I am trying to recode NA values to 0 in a subset of columns using the following dataset:
set.seed(1)
df <- data.frame(
id = c(1:10),
trials = sample(1:3, 10, replace = T),
t1 = c(sample(c(1:9, NA), 10)),
t2 = c(sample(c(1:7, rep(NA, 3)), 10)),
t3 = c(sample(c(1:5, rep(NA, 5)), 10))
)
Each row has a certain number of trials associated with it (between 1-3), specified by the trials column. columns t1-t3 represent scores for each trial.
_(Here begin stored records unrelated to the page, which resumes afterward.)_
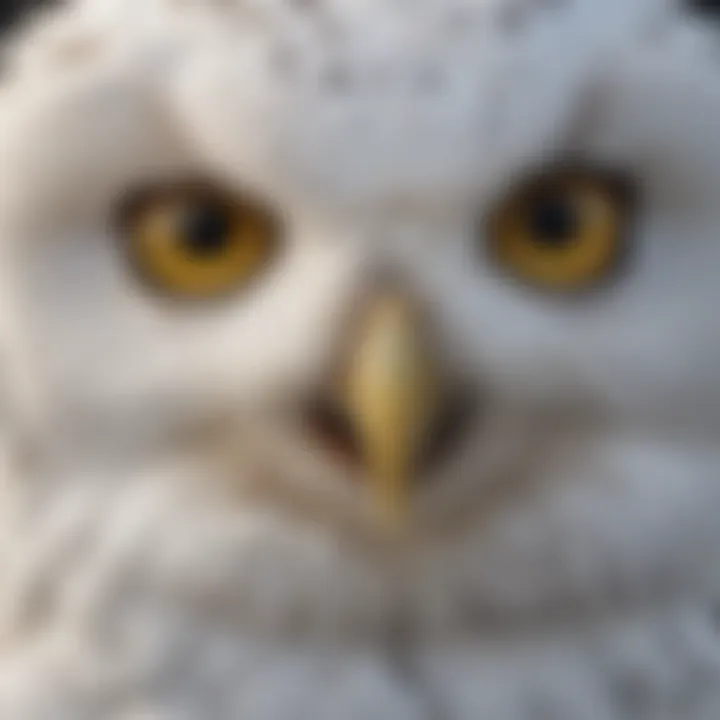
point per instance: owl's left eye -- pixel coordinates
(198, 242)
(563, 231)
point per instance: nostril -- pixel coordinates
(334, 430)
(332, 427)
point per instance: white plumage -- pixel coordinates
(174, 542)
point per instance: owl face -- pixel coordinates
(377, 307)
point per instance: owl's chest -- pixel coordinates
(653, 668)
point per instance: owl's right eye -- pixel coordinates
(197, 242)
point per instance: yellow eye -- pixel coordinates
(563, 232)
(196, 242)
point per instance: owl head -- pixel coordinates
(338, 309)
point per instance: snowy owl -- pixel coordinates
(359, 361)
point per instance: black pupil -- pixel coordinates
(553, 222)
(205, 230)
(707, 7)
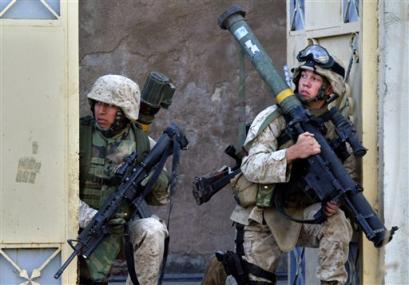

The number of trials indicates the subset of columns in which NAs should be recoded to 0: NAs that are within the number of trials represent missing data, and should be recoded as 0, while NAs outside the number of trials are not meaningful, and should remain NAs. So, for a row where trials == 3, an NA in column t3 would be recoded as 0, but in a row where trials == 2, an NA in t3 would remain an NA.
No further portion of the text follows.